2. Defining the speech grammar and expressions
3. Rules for searching the media including search terms, metadata information, CRM and other information using said grammar and expressions.
4. Rules can also be created for post Speech Analytics processing to derive relevant information from the speech analytics searches.
At block 140, the function runs the rules to extract metadata and media from external sources.
At block 145, the function creates rules for searching media with speech terms, metadata, CRM and other information, said rules are used to form grammar and search expressions
At block 150, the media extracted in block 140 is processed through the Speech Analytics engines using rules created at block 145.
At block 170 post speech processing rules are applied to the results of said Speech Analytics processing done in block 150
At block 180 it is determined if the results obtained match the defined context and accuracy. If the answer is no, the “no” branch is taken at block 180 and then the function proceeds to block 160
If there is no other processing to be done then the “yes” branch is taken and the process terminates at block 190.
At block 160 the function creates additional pre and post processing rules and proceeds to block 140 to repeat processing.
The process terminates at block 180 (for example, when all the pre and post processing is completed.
It can thus be seen that new and useful systems for creating, managing and deploying rules for pre and post speech analytics searches and rules for defining the speech grammar have been provided.
In view of the many possible embodiments to which the principles of this invention may be applied, it should be recognized that the embodiments described herein with respect to the drawing figures are meant to be illustrative only and should not be taken as limiting the scope of the invention. For example, those of skill in the art will recognize that the elements of the illustrative embodiment shown in software may be implemented manually or in hardware or that the illustrative embodiment can be modified in arrangement and detail without departing from the spirit of the invention. Therefore, the invention described herein contemplates all such embodiments as may come within the scope of the following claims and equivalents thereof.

Claims

1. The method of using a dynamic rules engine with inputs from at least one source as a means for creating, storing and managing said rules, said method comprising:

A. receiving said inputs from said sources,

B. creating said rules in said rules engine,

C. storing said rules in said rules engine, and

D. managing said rules in said rules engine,

E. said rules applied to at least one of the speech analytics stages comprising extraction, defining the speech grammar, using said grammar in search expressions, searching, analysis and display of results of said speech analytics searches

whereby the context and accuracy of results of said searches are improved.

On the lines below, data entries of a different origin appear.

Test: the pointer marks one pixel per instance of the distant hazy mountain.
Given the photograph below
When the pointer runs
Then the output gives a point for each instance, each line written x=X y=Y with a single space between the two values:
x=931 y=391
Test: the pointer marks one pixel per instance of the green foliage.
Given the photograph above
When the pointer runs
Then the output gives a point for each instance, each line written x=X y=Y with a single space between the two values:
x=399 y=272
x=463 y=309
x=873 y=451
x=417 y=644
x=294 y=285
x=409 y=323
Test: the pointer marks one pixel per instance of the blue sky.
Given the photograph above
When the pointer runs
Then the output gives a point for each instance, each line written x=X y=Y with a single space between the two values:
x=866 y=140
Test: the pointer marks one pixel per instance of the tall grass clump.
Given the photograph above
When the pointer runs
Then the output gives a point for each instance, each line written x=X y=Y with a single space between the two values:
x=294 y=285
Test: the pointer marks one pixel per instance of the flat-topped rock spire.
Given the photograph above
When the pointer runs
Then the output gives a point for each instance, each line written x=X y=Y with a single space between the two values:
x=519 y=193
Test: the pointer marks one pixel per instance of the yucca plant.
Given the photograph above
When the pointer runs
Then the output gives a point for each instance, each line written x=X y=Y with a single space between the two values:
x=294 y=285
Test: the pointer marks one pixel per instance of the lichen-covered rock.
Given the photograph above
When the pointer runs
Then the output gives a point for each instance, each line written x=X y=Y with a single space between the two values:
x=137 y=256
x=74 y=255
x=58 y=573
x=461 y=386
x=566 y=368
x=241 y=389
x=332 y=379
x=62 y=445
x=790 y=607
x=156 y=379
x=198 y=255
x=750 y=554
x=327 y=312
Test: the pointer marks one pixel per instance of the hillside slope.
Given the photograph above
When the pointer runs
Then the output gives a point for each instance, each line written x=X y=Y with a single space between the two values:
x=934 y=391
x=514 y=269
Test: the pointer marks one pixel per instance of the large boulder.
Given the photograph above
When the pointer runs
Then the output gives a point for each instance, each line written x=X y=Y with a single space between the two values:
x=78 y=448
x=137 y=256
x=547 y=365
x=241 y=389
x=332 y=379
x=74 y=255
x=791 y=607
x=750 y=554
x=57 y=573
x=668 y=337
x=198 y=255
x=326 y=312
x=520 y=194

2. The method of claim 1 wherein said rules engine is attached to a repository.

3. The method of claim 1 wherein said inputs are from internal systems.

4. The method of claim 1 wherein said inputs are from external systems.

5. The method of claim 1 wherein said rules are combined with machine learning as a means of analyzing results.

6. The method of claim 1 wherein said rules are combined with statistical approaches as a means of analyzing results.

7. The method of claim 1 wherein said rules are combined with cybernetics as a means of analyzing results.

8. The method of claim 1 wherein said rules are combined with manual methods as a means of analyzing results.